Show Up: Amber Eagle at Galveston Arts Center

Monja Coronada (“crowned nun”) paintings are portraits of nuns completed either at the profession of their vows or upon their deaths. In these portraits, they are decorated with enormous headdresses made of flowers. For many of these nuns, being cloistered was their only chance at an independent life as a woman. “They hold a certain potency,” said artist Amber Eagle, recalling the multifaceted sources of inspiration behind her work. “I made portraits inspired by the monja coronada out of sugar and was imagining what would be inside these huge flower crowns and where their journey beyond might take them.”

Amber Eagle, Spotted, gouache on paper, 9 x 12, Photo courtesy of the artist.

Eagle’s work, on view in the exhibition Nap Dreams at Galveston Arts Center Nov. 23-Feb.23 2020, is driven by and builds upon Mexican folkloric themes integrated with ephemeral forms of celebration—prize ribbons, cake decorations, bouquets, and more.

“My fascination with ephemeral beauty began in the fifth grade,” Eagle said. “I stayed up all night with my mom to make cast-sugar peek-in Easter eggs for my class, which they loved so much they promptly ate them.” From there, her fascination grew to include other such forms of celebratory ephemera.
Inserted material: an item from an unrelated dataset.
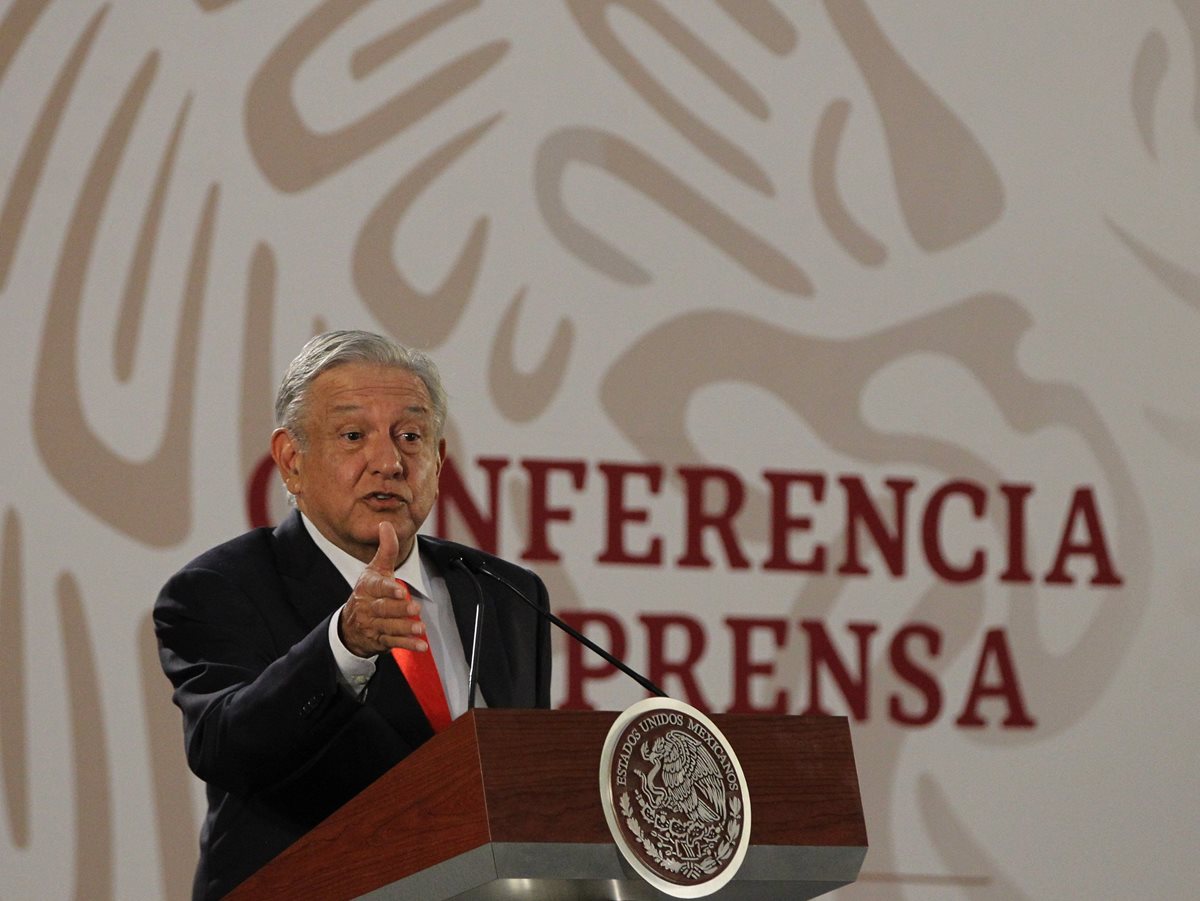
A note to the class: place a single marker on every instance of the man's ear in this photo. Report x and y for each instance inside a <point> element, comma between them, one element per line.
<point>286,454</point>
“The ephemera offer clues as to what to do, and my pieces develop as materials and imagery begin to tell me a story as I go along.”

After visiting a bakery in Mexico City with three stories of display cakes up to 10 tiers each, Eagle’s fascination with celebration began to amalgamate with her interest in local lore. Inspired by these massive baked goods, she applied for and received a grant that allowed her to research fiestas and sugarcraft in Mexico. “I went all over the country based on fiesta dates and worked with Alfenique artists (day of the dead sugarcraft). From then on, she would save up and spend as much time as possible in Oaxaca, Chiapas, and other states, eventually meeting her husband and staying in his hometown of San Miguel de Allende.

Eagle’s work carries with it a deep sense of lore. The narratives are constructed quite literally and displayed like dioramas within her sculptures—a woman nude in a garden of pink roses, a torso lifted on its hands severed like the stumps surrounding it, a snake-like creature with an oddly human face sticking its tongue out at the viewer.

Amber Eagle, NB2049, 2009, Sugar, mixed media, 24″ round x 13″ tall. Photo courtesy of the artist.

“I’ve read a lot about saints and indigenous culture, being inspired by Huichol and Mayan folklore in particular,” she explained. “The imagery produced by the intersection of Catholic and indigenous culture is fascinating in its surreal combinations like peyote buttons on churches built by the indigenous for the Spanish.”

Referencing her piece Lady of Highway 101, Eagle recalled the 14-hour drive back and forth between Houston and Mexico. “I noticed a spot on the highway in the middle of the desert, Joshua trees as far as you can see, where there were always a lot of trucks parked. It turns out it’s the prostitute area.”

The piece is a woman, her hair bundled up with three flowers and large golden hoops dangling from her ears. She wears a red bodice leading into an ornate, flowing skirt. Her hands pull it apart to reveal a series of cut outs, each featuring a cab of a semi-truck. These trucks carry over into another work, titled Lady of Transportation.

Amber Eagle, Drum Major Nagas, gouache on paper, 15 x 26. Photo by Andi Valentine.

“While crossing the Reforma roundabout in Mexico City, the name Lady of Transportation flashed in my head,” she recalled. “As I worked on the idea in miniature sculpture form, I realized she could only exist life-size—made of car parts.” As she scaled the piece up, she utilized a semi-truck as the base for her giant skirt, which Eagle could drive from atop when the space isn’t occupied by a saint figure of her own image, carved by Miguelangel Almanza.

“Mexico in all its baroque glory and traditions has really expanded my worldview,” Eagle continued. “The ingenuity of the folk, indigenous, and fine artists changed my frame of reference for what art can be.” This shift has changed her perspective on the city of Houston, to which she recently returned, as well—citing the magnificence of oil refineries, popping out of the ground like temples for the sacred spots of crude oil.

Her recent series “Diosas Crudas,” or crude goddesses, was inspired by a nude painting over a bar in Big Bend. “My goddesses are protectors of their realm—naked, vulnerable, and at peace with their environment—be it a nuclear reactor, fracking flares  or pure space,” Eagle said. “They are evolutionary creatures, evolved to meet their environmental requirements.”